Le plaisir que j’avais goûté en traduisant La salle de bain provenait largement du travail accompli pour mettre en relief le jeu des signifiants. Le héros de Toussaint cite Pascal en anglais. Comment traduire cette étonnante intrusion de l’anglais dans le texte, tout en évitant une solution insipide, voire rébarbative, qui consisterait à citer le texte en anglais ? OU encore : comment traduire les paroles de Charles Trenet, qui produit un effet hilarant après la citation du nom d’une rock star qui se situe à l’opposé du chansonnier français : Franck Zappa ? Il y avait donc lieu, pour le traducteur, d’inventer des analogues de ces procédés en sa propre langue. Et je me rendis vite compte que pour rester fidèle à l’original (c’est-à-dire à son esprit),  il fallait parfois s’amuser comme l’auteur l’aurait fait. Avec Monsieur, la part du jeu à la fois sémantique et phonétique s’élargit davantage, puisque le texte est parsemé de « ma foi », de « hip hop », ou de « bien, bien ». Chercher des expressions japonaises correspondant à ces expressions charmantes : voilà la tâche que je m’amusai à accomplir. « Hip hop » par exemple, devint dans ma traduction « ei, yah ». En me consacrant à ce travail, je me sentis en phase avec l’auteur. Je crus avoir partagé avec lui la joie d’écrire. Chose étonnante, les lecteurs japonais se montrèrent très compréhensifs, appréciant beaucoup la légèreté ludique du style et savourant cette joie qui émane de l’écriture de Toussaint. Ils aimèrent Monsieur parce qu’ils se sentaient à l’aise avec le livre. On eut donc la deuxième loche. J’en fus extrêmement content, parce que Monsieur n’avait pas obtenu en Europe un succès mérité. Nous les Japonais avions compris Toussaint mieux que les francophones. C’est ainsi qu’une amitié est née, qui ne s’est jamais démentie. La publication d’autres livres, la sortie des films et les visites de plus en plus fréquentes de l’auteur au Japon n’ont fait que resserrer les liens de sympathie tout au long de ces dix dernières années. Pour un traducteur, il n’y a pas de joie plus grande que celle de voir son auteur aimé de ses compatriotes. Jean-Philippe Toussaint m’a fait connaître cette joie.
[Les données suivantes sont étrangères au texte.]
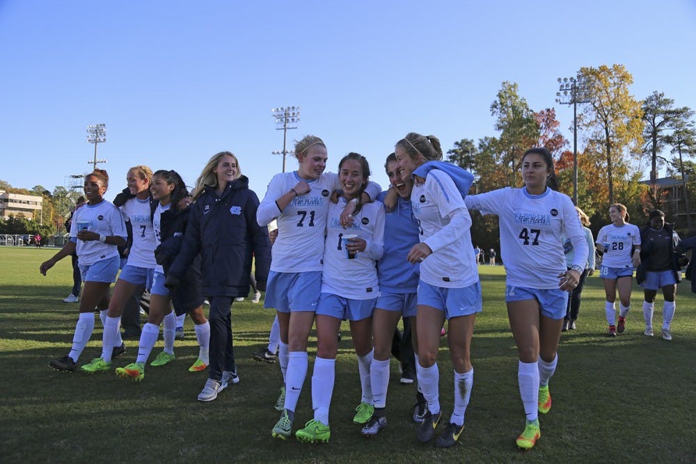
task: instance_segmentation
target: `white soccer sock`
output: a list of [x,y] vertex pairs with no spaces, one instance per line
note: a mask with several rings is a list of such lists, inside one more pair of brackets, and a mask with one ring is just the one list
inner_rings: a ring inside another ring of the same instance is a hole
[[278,322],[278,316],[273,320],[273,325],[271,326],[271,333],[268,335],[269,351],[273,354],[278,353],[278,346],[280,344],[280,324]]
[[608,301],[604,302],[604,312],[607,315],[607,322],[609,323],[610,326],[616,325],[616,309],[614,307],[614,303],[609,303]]
[[539,408],[539,365],[536,362],[519,362],[517,367],[517,383],[520,397],[528,421],[536,420]]
[[[105,319],[104,334],[102,335],[102,359],[105,362],[111,362],[111,353],[113,353],[116,335],[118,333],[118,327],[121,325],[121,318],[120,317],[109,317],[106,316]],[[120,345],[118,346],[120,346]]]
[[372,358],[370,366],[370,384],[372,387],[372,399],[375,408],[386,408],[387,389],[389,387],[389,360],[383,361]]
[[290,351],[289,353],[285,375],[285,409],[294,412],[297,407],[297,400],[307,376],[308,364],[306,351]]
[[290,360],[290,350],[287,343],[280,342],[278,347],[278,363],[280,365],[280,374],[283,374],[283,383],[285,383],[285,375],[287,374],[287,362]]
[[75,362],[77,362],[77,359],[82,354],[82,350],[89,342],[93,330],[94,330],[94,313],[81,312],[77,323],[75,324],[75,334],[72,336],[72,348],[68,355]]
[[551,380],[553,373],[556,371],[556,366],[558,365],[558,353],[556,353],[553,360],[551,362],[546,362],[539,356],[537,364],[539,365],[539,384],[546,387],[548,385],[548,381]]
[[670,325],[672,319],[674,317],[674,311],[677,310],[676,301],[665,301],[662,305],[662,328],[665,330],[670,330]]
[[652,328],[652,315],[655,312],[655,303],[643,301],[643,319],[645,326]]
[[331,406],[336,360],[317,356],[312,374],[312,406],[314,419],[329,425],[329,408]]
[[176,315],[172,311],[164,317],[164,328],[162,338],[164,339],[164,352],[174,354],[174,337],[176,335]]
[[429,367],[416,365],[418,376],[418,386],[422,390],[423,397],[428,402],[428,410],[432,414],[440,412],[440,371],[437,362]]
[[358,371],[360,373],[360,386],[362,389],[361,403],[372,404],[372,386],[370,381],[370,365],[372,362],[374,350],[364,356],[358,356]]
[[459,374],[454,371],[454,409],[450,417],[450,423],[459,426],[464,424],[464,413],[471,398],[471,389],[474,386],[474,369],[468,372]]
[[202,324],[193,326],[196,339],[198,342],[198,358],[207,365],[210,364],[208,347],[210,346],[210,323],[206,321]]
[[159,335],[159,326],[150,322],[145,323],[143,326],[143,332],[140,334],[140,344],[138,345],[138,358],[136,359],[136,362],[145,364],[148,362]]

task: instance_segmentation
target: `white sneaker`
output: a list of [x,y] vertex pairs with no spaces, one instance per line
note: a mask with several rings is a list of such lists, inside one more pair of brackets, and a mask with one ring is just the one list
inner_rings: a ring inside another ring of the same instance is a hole
[[63,303],[77,303],[79,301],[80,298],[77,296],[75,296],[72,294],[70,294],[70,295],[68,295],[68,296],[66,296],[63,299]]

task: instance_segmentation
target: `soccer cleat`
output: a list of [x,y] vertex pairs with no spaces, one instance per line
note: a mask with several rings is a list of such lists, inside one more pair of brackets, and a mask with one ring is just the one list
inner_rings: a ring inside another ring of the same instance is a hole
[[251,358],[253,358],[255,361],[273,363],[278,360],[278,355],[274,353],[271,353],[268,351],[267,348],[262,347],[258,351],[255,351],[253,354],[251,355]]
[[430,411],[428,411],[425,413],[423,422],[420,424],[420,426],[418,427],[417,432],[419,442],[421,443],[427,443],[433,439],[433,437],[435,436],[435,429],[437,429],[437,426],[440,423],[440,417],[441,417],[442,413],[432,414]]
[[522,434],[517,437],[515,443],[523,449],[531,449],[541,436],[541,432],[539,431],[538,425],[528,424]]
[[131,362],[123,367],[117,367],[116,375],[122,378],[132,378],[136,382],[140,382],[145,377],[145,363]]
[[292,435],[292,421],[287,415],[287,410],[283,409],[280,419],[276,423],[276,426],[271,431],[271,436],[274,438],[287,440]]
[[374,413],[374,406],[364,401],[355,408],[356,413],[353,416],[354,424],[365,424]]
[[105,372],[111,368],[111,362],[106,362],[101,358],[95,358],[87,364],[80,366],[80,370],[88,374]]
[[626,330],[626,317],[619,316],[619,323],[617,324],[616,331],[619,333],[623,333],[624,330]]
[[377,432],[386,426],[387,426],[386,417],[383,416],[378,417],[372,415],[367,424],[363,426],[363,429],[360,431],[360,433],[363,434],[363,437],[374,437],[377,434]]
[[435,446],[438,448],[450,448],[455,445],[459,440],[459,436],[464,431],[464,424],[457,425],[450,423],[445,430],[435,439]]
[[539,412],[546,414],[551,408],[551,394],[548,392],[548,385],[539,387]]
[[295,438],[303,443],[328,443],[331,438],[331,431],[328,425],[313,419],[305,424],[304,429],[295,432]]
[[201,371],[205,371],[205,368],[208,367],[208,365],[203,362],[200,358],[196,360],[196,362],[189,368],[189,372],[200,372]]
[[212,401],[217,398],[218,392],[220,391],[220,383],[217,381],[209,378],[205,381],[205,386],[198,394],[199,401]]
[[175,358],[173,353],[169,354],[166,351],[161,351],[157,355],[157,357],[155,358],[155,360],[150,363],[150,365],[153,367],[159,367],[160,366],[169,364],[175,359]]
[[48,365],[56,371],[72,372],[77,368],[77,364],[70,356],[63,356],[48,362]]
[[276,406],[274,406],[276,411],[282,411],[285,408],[285,386],[280,387],[280,394],[276,400]]
[[416,405],[413,406],[413,422],[422,424],[427,412],[428,403],[425,401],[423,394],[418,392],[416,394]]

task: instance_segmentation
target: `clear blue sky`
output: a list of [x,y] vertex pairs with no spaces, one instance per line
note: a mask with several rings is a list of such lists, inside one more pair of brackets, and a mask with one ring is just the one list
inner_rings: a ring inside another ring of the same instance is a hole
[[532,109],[555,105],[568,138],[556,78],[581,66],[622,63],[637,98],[657,90],[696,109],[695,45],[690,0],[0,0],[0,179],[64,185],[90,169],[86,126],[104,122],[108,199],[132,166],[191,185],[221,150],[261,198],[281,169],[270,109],[299,105],[291,141],[324,138],[333,171],[365,154],[385,186],[383,159],[406,132],[445,150],[496,135],[490,105],[506,80]]

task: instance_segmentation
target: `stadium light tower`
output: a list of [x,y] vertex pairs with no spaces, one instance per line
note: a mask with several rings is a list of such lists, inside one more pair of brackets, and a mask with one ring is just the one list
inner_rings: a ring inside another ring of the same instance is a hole
[[297,124],[300,122],[300,107],[299,106],[285,106],[280,108],[273,108],[271,109],[273,113],[273,118],[276,122],[276,130],[283,131],[283,151],[274,150],[273,154],[283,155],[283,172],[285,172],[285,157],[287,155],[287,129],[297,129]]
[[573,203],[578,205],[578,104],[587,103],[587,89],[584,79],[576,77],[558,78],[559,89],[556,103],[573,105]]
[[94,165],[94,169],[97,168],[97,163],[106,163],[106,159],[97,159],[97,144],[103,143],[106,141],[106,125],[105,124],[90,124],[87,126],[87,143],[94,143],[94,160],[88,161]]

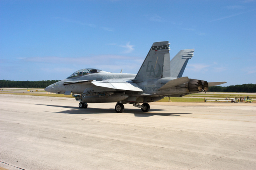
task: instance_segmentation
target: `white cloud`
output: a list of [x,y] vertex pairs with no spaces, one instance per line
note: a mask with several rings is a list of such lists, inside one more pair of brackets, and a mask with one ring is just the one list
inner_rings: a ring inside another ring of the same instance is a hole
[[130,42],[128,42],[127,43],[126,43],[126,45],[118,45],[116,43],[108,43],[107,45],[109,45],[117,46],[118,47],[122,47],[123,48],[125,48],[126,49],[124,51],[123,51],[123,53],[130,53],[134,49],[133,47],[134,46],[132,45],[130,45]]
[[128,42],[127,43],[126,43],[126,45],[121,45],[121,47],[127,49],[127,50],[125,51],[125,53],[130,53],[134,49],[133,48],[134,45],[130,45],[130,42]]

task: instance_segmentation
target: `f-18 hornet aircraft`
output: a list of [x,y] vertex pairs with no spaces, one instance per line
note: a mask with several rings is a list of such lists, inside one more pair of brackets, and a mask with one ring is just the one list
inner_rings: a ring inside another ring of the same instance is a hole
[[45,90],[66,95],[72,93],[80,101],[80,108],[87,108],[87,103],[117,102],[116,111],[121,113],[124,110],[124,104],[133,104],[148,112],[150,109],[148,103],[165,96],[181,97],[206,91],[208,87],[226,83],[208,83],[182,77],[194,49],[181,50],[170,61],[170,44],[168,41],[154,43],[136,74],[123,73],[122,71],[112,73],[94,68],[82,69]]

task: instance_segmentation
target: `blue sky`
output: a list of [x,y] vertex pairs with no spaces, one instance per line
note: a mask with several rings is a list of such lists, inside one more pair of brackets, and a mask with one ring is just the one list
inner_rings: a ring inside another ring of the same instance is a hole
[[152,43],[183,74],[256,83],[256,1],[0,0],[0,79],[60,80],[85,68],[136,73]]

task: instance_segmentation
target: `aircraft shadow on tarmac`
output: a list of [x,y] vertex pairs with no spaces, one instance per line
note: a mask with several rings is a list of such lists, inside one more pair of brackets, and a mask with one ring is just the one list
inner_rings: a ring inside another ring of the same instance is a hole
[[[116,113],[114,109],[101,109],[98,108],[90,107],[86,109],[79,109],[78,107],[74,107],[68,106],[61,106],[56,105],[42,105],[36,104],[37,105],[41,105],[53,107],[58,107],[62,108],[68,108],[72,110],[62,110],[61,111],[56,112],[54,113],[60,113],[70,114],[100,114],[100,113],[114,113],[122,114]],[[189,113],[152,113],[152,112],[160,111],[166,111],[165,109],[151,109],[148,112],[142,112],[139,109],[126,109],[124,113],[134,114],[134,116],[137,117],[149,117],[154,115],[165,116],[178,116],[179,115],[191,114]]]

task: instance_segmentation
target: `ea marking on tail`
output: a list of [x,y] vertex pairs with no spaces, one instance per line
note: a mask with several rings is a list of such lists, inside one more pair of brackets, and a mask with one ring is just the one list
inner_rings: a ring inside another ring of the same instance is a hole
[[[162,73],[162,69],[160,65],[158,63],[156,63],[154,67],[154,66],[152,64],[152,61],[148,61],[148,65],[147,65],[147,69],[146,72],[147,73],[149,73],[149,76],[152,76],[153,77],[157,78],[161,75]],[[157,73],[156,73],[156,66],[157,65],[158,67],[158,70],[157,70]],[[150,67],[150,69],[149,68]]]

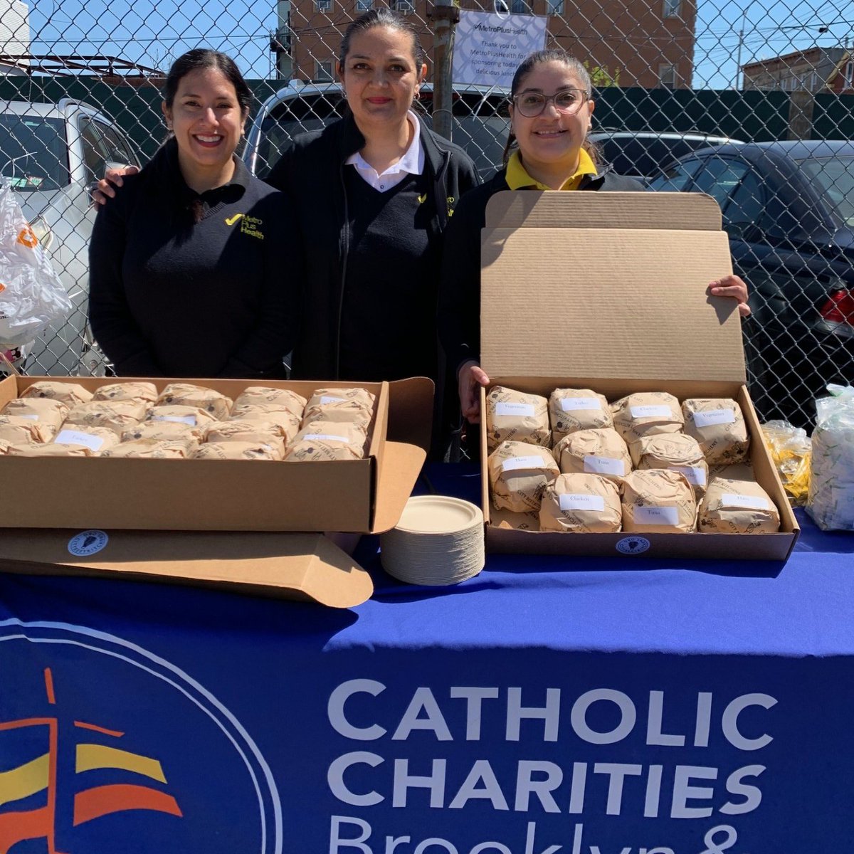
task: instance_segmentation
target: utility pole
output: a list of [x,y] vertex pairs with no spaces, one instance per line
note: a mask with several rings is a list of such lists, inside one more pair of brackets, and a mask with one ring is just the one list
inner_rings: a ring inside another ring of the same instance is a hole
[[459,9],[453,0],[436,0],[428,12],[433,21],[433,130],[451,138],[453,109],[453,26]]

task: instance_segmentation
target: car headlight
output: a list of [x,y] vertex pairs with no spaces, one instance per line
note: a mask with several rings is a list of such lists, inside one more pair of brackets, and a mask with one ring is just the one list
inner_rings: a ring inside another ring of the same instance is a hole
[[53,243],[53,231],[50,231],[50,226],[44,220],[44,218],[37,216],[30,223],[30,228],[32,229],[32,233],[38,238],[38,243],[44,249],[50,249],[50,244]]

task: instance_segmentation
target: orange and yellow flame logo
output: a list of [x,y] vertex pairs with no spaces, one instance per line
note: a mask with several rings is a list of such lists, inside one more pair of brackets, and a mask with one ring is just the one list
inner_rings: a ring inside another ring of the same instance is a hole
[[[44,670],[44,687],[48,703],[55,705],[56,699],[50,668]],[[29,717],[8,721],[0,722],[0,732],[26,727],[45,727],[48,749],[41,756],[0,773],[0,854],[9,854],[13,845],[25,839],[45,839],[48,854],[61,854],[56,846],[56,766],[61,747],[59,720],[56,717]],[[102,743],[104,737],[120,739],[124,733],[83,721],[74,721],[74,728],[97,734],[95,738],[97,740],[78,742],[73,746],[76,774],[114,769],[166,784],[162,766],[157,759]],[[91,735],[86,737],[92,738]],[[44,806],[26,810],[15,810],[16,801],[40,792],[46,793]],[[121,783],[96,786],[77,792],[74,794],[73,824],[77,827],[102,816],[126,810],[151,810],[182,817],[178,802],[166,792],[150,786]]]

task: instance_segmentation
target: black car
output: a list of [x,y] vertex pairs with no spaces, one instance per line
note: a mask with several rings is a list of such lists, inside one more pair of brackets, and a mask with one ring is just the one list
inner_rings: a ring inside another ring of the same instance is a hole
[[854,383],[854,142],[722,145],[682,157],[651,189],[721,206],[753,310],[745,347],[763,419],[808,427],[828,383]]

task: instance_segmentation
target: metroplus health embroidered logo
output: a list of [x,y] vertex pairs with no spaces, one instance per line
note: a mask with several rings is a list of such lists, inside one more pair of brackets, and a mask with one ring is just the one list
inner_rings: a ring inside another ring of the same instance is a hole
[[270,769],[174,664],[82,626],[0,623],[0,854],[281,854]]

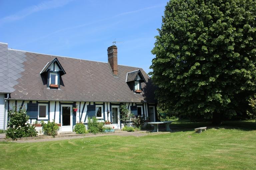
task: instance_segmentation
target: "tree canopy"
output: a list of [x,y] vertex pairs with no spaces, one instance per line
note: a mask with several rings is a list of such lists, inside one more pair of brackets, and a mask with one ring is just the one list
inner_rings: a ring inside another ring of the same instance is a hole
[[167,3],[149,73],[161,108],[217,123],[245,113],[255,90],[256,1]]

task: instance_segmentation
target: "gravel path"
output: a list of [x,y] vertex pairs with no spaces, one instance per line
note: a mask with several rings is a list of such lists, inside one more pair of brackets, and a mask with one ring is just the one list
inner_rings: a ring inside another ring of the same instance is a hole
[[69,140],[73,139],[78,139],[81,138],[84,138],[87,137],[94,137],[98,136],[113,136],[118,135],[122,136],[132,136],[136,137],[140,137],[146,135],[154,135],[159,134],[163,134],[170,133],[170,132],[149,132],[146,131],[135,131],[132,132],[128,132],[127,131],[121,131],[116,132],[113,133],[110,133],[107,134],[100,134],[96,135],[90,134],[85,135],[84,136],[76,136],[74,135],[72,136],[64,137],[58,137],[56,138],[49,138],[45,139],[40,139],[33,140],[18,140],[17,141],[13,141],[12,142],[16,143],[32,143],[39,142],[45,142],[47,141],[55,141],[57,140]]

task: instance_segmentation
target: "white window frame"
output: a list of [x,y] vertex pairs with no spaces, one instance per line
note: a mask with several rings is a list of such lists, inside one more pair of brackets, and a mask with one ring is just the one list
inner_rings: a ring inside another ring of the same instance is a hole
[[[45,112],[46,112],[46,114],[45,114],[45,117],[39,117],[39,106],[46,106],[46,109],[45,110]],[[43,103],[39,103],[38,104],[38,119],[42,119],[42,120],[46,120],[46,119],[48,119],[48,104],[44,104]]]
[[140,115],[141,116],[143,116],[143,106],[137,106],[137,114],[138,114],[138,115],[139,115],[139,114],[138,113],[138,108],[140,108],[141,109],[141,115]]
[[58,85],[58,74],[55,73],[50,73],[50,77],[49,78],[49,85],[50,84],[51,84],[51,74],[54,74],[54,75],[55,75],[56,77],[55,77],[55,85]]
[[[137,84],[137,87],[138,87],[138,89],[135,89],[135,87],[136,86],[135,86],[136,83]],[[135,89],[135,90],[140,90],[140,81],[138,80],[135,80],[134,81],[134,89]]]
[[[97,107],[101,107],[101,117],[97,117]],[[96,118],[97,119],[103,119],[103,114],[104,114],[104,112],[103,110],[103,105],[96,105],[95,106],[95,114],[96,116]]]

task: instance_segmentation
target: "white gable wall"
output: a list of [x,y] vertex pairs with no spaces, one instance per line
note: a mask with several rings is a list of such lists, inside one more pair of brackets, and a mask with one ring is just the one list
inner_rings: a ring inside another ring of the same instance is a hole
[[0,129],[5,129],[4,127],[5,106],[4,94],[0,94]]

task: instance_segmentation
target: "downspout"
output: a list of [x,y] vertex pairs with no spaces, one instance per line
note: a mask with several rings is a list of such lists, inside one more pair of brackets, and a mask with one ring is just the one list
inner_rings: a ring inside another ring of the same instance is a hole
[[[6,103],[7,103],[7,100],[8,99],[9,99],[9,98],[10,98],[10,94],[9,93],[7,94],[7,97],[6,98],[4,98],[4,102],[5,102],[5,110],[4,111],[4,129],[5,130],[6,129],[6,125],[5,125],[5,121],[6,121],[6,111],[7,110],[6,109]],[[7,107],[8,108],[8,106]],[[7,111],[7,114],[8,114],[8,111]]]

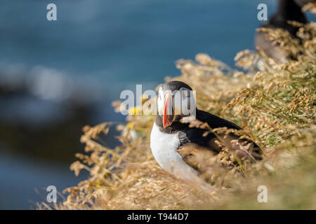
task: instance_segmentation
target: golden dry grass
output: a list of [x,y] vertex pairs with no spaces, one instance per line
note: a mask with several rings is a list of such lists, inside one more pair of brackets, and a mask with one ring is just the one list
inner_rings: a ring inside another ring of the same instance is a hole
[[[87,180],[66,189],[66,201],[40,209],[316,209],[315,74],[316,24],[300,27],[302,44],[281,30],[263,30],[291,57],[278,64],[258,52],[245,50],[236,56],[246,72],[199,54],[195,61],[180,59],[179,80],[197,90],[199,108],[242,127],[264,153],[254,164],[214,169],[206,193],[176,179],[159,167],[150,148],[154,116],[129,115],[119,125],[121,146],[100,144],[113,124],[86,127],[81,141],[85,155],[70,169],[90,172]],[[146,104],[153,103],[155,99]],[[114,103],[115,107],[119,102]],[[137,138],[135,136],[137,134]],[[230,152],[213,162],[230,162]],[[258,203],[257,188],[267,186],[268,203]]]

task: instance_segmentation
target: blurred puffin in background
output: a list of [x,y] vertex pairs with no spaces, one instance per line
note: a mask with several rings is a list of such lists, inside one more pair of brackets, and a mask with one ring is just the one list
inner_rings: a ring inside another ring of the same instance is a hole
[[[287,21],[296,21],[303,24],[308,22],[302,8],[310,0],[279,0],[277,10],[268,22],[261,27],[269,29],[283,29],[287,30],[294,37],[296,36],[298,28],[289,24]],[[259,47],[265,53],[279,62],[287,60],[287,55],[277,45],[273,45],[272,41],[264,36],[264,33],[258,31],[255,36],[255,46]]]
[[[190,127],[192,115],[206,122],[212,129],[227,127],[238,130],[241,128],[228,120],[197,109],[192,90],[188,85],[176,80],[160,87],[158,114],[150,135],[150,148],[156,161],[166,172],[187,182],[197,183],[204,189],[209,189],[211,186],[199,177],[202,172],[199,169],[200,167],[191,162],[190,159],[199,151],[210,153],[202,155],[213,155],[220,152],[223,146],[216,143],[219,139],[213,134],[204,134],[207,130]],[[220,136],[225,145],[239,159],[254,161],[261,158],[261,150],[254,142],[239,139],[233,134],[229,134],[226,138],[223,135]],[[247,150],[243,148],[246,145]],[[191,154],[192,151],[195,153]]]

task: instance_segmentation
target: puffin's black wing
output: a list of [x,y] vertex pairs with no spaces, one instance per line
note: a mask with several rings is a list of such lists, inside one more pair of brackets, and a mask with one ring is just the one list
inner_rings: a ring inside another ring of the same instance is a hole
[[197,119],[203,122],[207,122],[211,128],[226,127],[228,129],[241,130],[242,128],[233,122],[220,118],[215,115],[207,113],[206,111],[197,109]]

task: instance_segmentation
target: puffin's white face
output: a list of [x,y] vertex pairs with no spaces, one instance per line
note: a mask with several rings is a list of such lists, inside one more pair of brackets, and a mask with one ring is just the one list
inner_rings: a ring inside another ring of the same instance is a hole
[[185,88],[179,90],[163,90],[160,87],[157,99],[159,114],[163,117],[164,128],[170,126],[174,118],[195,115],[195,99],[193,91]]

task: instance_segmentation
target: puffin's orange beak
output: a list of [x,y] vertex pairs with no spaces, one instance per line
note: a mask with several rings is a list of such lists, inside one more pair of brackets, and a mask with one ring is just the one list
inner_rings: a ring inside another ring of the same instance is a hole
[[169,94],[164,104],[164,117],[162,119],[164,128],[171,125],[173,120],[173,110],[172,109],[172,94]]

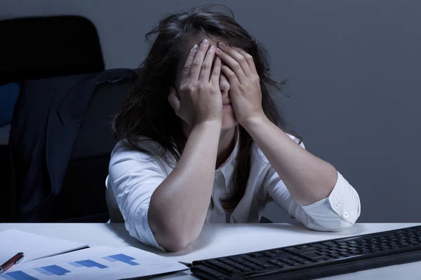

M. Iké a pris sa retraite cet automne. Mais l’aventure Toussaint au Japon continue. La traduction de L’autoportrait (à l’étranger) qui doit paraître en janvier 2001 marquera l’ouverture de la deuxième décennie (et le deuxième millénaire) pour la relation amicale entre lui et notre pays. Et moi, traducteur comblé, je nourris une nouvelle ambition. Un séjour au Collège européen des traducteurs littéraires de Seneffe, rendu possible grâce à la bienveillance de Madame Françoise Wuilmart, m’a permis de découvrir un éventail de poètes et d’écrivains, à commencer par William Cliff, Lililane Wouters, Jacques De Decker et Jean-Luc Outers. Le fait que Jean-Philippe Toussaint a pour ses compatriotes ces écrivains remarquables reste, hélas, complètement inconnu au Japon. Cette lacune tellement regrettable, je pourrais peut-être contribuer à la combler. Il me faut dès maintenant chercher un éditeur digne de M. Iké.